Solvent molecules undergo homolytic cleavage and radical recombination processes during negative-mode electrospray ionization: adduct formation with antimony(III)-tartrate dianion.

Negative-ionization mode electrospray ionization-mass spectrometry (ESI-MS) analysis of antimony(III)-tartrate in frequently used solvent systems, ACN/H(2)O and MeOH/H(2)O, revealed that the antimony(III)-tartrate dianion associates to solvent reaction products generated by radical formation and their subsequent recombination during the negative-mode electrospray process. A systematic increase and decrease in negative spray capillary voltage (SCV) from normal operational voltage ranges of a conventional quadrupole ion trap instrument during these analyses showed initially unobserved adduct ions to correspondingly increase and diminish in relative ion intensity. The identity of the adducted species, including products such as H(2)O(2), NCCH(2)CH(2)CN, and CH(2)(OH)(2), were confirmed by performing similar experiments with deuterated and nondeuterated solvent mixtures. Relative intensity dependence of these adducted ions was monitored as the volume composition of each solvent system was changed. It was clearly observed that the relative intensity of {[Sb(2)-tar(2)][H-O-O-H]}(2-) and {[Sb(2)-tar(2)][NC-CH(2)-CH(2)-CN]}(2-) adduct ions increased with the volume percent of H(2)O and CH(3)CN, respectively. Similarly, an increase in volume percent of CH(3)OH increased the relative intensity of {[Sb(2)-tar(2)][H-O-CH(2)-O-H]}(2-) adducted ions. On the basis of this evidence, it was proposed that homolytic cleavage of C-H bonds for CH(3)CN and CH(3)OH molecules, and O-H bonds for H(2)O molecules, produces a series of radicals during negative-ionization mode ESI, and subsequent self-recombination or cross-recombination of these radicals then occurs to form the neutral solvent products, which are observed in the mass spectra as [Sb(2)-tar(2)]-adducted ionic species. These findings provide new insight into processes, which are relevant to understanding the mechanism of electrospray ionization, a widely used technique.

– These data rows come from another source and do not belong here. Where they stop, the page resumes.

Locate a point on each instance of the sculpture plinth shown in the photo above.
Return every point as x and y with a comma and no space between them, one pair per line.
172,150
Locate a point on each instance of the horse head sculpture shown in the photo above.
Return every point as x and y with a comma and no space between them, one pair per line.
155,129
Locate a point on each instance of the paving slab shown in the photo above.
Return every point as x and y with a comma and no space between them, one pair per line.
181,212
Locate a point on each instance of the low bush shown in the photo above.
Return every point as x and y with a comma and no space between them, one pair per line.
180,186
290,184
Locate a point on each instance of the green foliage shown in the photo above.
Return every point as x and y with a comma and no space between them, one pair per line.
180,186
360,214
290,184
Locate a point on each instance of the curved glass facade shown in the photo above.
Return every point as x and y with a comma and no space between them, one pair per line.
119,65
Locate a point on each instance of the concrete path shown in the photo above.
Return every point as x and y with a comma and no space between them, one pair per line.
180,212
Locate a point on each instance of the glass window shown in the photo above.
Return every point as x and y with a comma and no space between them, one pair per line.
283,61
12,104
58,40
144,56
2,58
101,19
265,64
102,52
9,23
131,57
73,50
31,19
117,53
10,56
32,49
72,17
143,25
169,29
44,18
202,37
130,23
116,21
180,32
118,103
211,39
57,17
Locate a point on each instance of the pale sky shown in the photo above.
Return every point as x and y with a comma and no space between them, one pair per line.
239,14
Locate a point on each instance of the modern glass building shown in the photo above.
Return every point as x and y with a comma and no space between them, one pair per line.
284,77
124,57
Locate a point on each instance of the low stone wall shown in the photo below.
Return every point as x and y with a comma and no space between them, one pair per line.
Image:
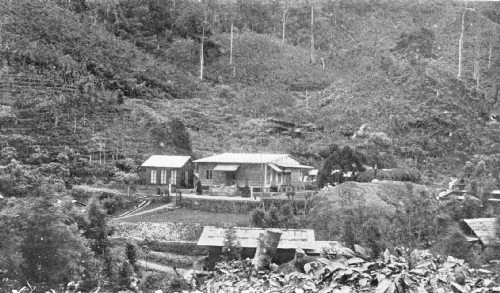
158,231
214,205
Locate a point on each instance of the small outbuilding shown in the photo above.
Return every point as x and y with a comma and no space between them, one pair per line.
163,170
290,240
481,230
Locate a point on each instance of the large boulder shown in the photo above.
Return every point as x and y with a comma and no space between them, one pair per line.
360,201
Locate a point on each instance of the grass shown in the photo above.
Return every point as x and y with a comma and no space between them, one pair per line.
192,216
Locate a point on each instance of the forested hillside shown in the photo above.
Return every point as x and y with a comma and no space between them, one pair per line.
90,88
130,65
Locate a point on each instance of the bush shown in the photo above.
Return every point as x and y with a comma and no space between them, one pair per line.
273,218
155,281
231,249
199,187
245,192
178,284
258,218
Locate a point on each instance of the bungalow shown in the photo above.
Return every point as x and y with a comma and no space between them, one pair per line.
247,238
169,170
263,171
482,230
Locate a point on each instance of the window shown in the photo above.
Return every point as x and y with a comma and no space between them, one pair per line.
173,177
163,177
153,176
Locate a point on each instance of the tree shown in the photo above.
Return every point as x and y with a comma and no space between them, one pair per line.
461,40
343,160
258,218
266,248
311,57
180,137
127,179
97,230
158,19
285,11
52,246
231,247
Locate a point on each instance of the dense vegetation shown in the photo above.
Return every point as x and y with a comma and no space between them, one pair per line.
89,89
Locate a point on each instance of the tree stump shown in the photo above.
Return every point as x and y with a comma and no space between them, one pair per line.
266,249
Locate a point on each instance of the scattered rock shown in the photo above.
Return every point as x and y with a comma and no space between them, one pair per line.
353,274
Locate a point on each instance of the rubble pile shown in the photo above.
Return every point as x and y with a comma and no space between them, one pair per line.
344,273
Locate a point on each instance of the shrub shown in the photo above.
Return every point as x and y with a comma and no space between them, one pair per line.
231,249
272,217
199,187
258,218
126,272
154,281
178,284
126,165
131,252
246,191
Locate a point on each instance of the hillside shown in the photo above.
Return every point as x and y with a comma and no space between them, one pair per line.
102,83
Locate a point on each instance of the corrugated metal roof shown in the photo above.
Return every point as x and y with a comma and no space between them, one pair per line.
248,237
484,229
242,158
166,161
275,168
298,166
228,168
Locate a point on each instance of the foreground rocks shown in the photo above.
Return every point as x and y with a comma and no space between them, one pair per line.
422,272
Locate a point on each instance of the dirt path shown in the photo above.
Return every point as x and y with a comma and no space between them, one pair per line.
158,267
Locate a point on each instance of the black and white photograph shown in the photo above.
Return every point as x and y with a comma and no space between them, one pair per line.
249,146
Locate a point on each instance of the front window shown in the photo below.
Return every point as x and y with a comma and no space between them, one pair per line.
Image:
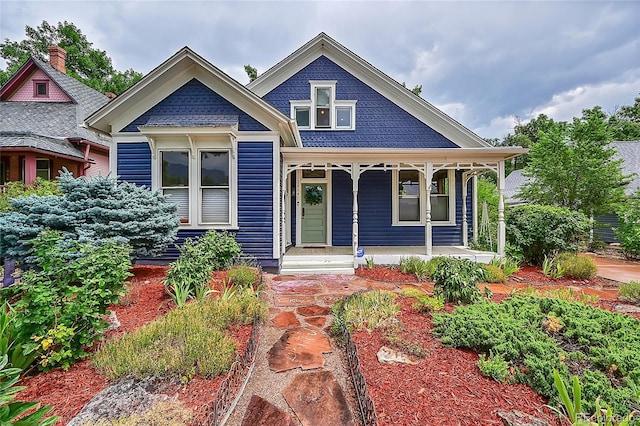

Antimony(III)-D, L-tartrates exhibit proton-assisted enantioselective binding in solution and in the gas phase.

The negative ion mode ESI mass spectral analysis of antimony(III)-D- and -L-tartrate ("tartar emetic"), in association with leucine enantiomeric isotopomers, revealed remarkable proton-assisted enantioselective molecular recognition phenomena. The current study infers that recognition of amino acids by antimony(III)-D,L-tartrate complexes requires that the chiral selector associate a proton to become enantioselective. The dianionic selector itself failed to show enantiomeric discrimination capacity. This observation was shown to be consistent both in solution-phase targeting full scan and gas-phase targeting collision threshold dissociation (CTD) experiments. Importantly, this disparity in enantioselective binding capacity between the dianionic and the protonated monoanionic representatives of antimony(III)-D- and -L-tartrates could only be clearly revealed by ESI-MS and tandem mass spectrometry experiments as described herein. This finding urges a more in-depth study of mechanisms associated with exhibited enantiomeric resolving capacity of antimony tartrates in HPLC and CE applications, as well as in former ESI-MS association studies.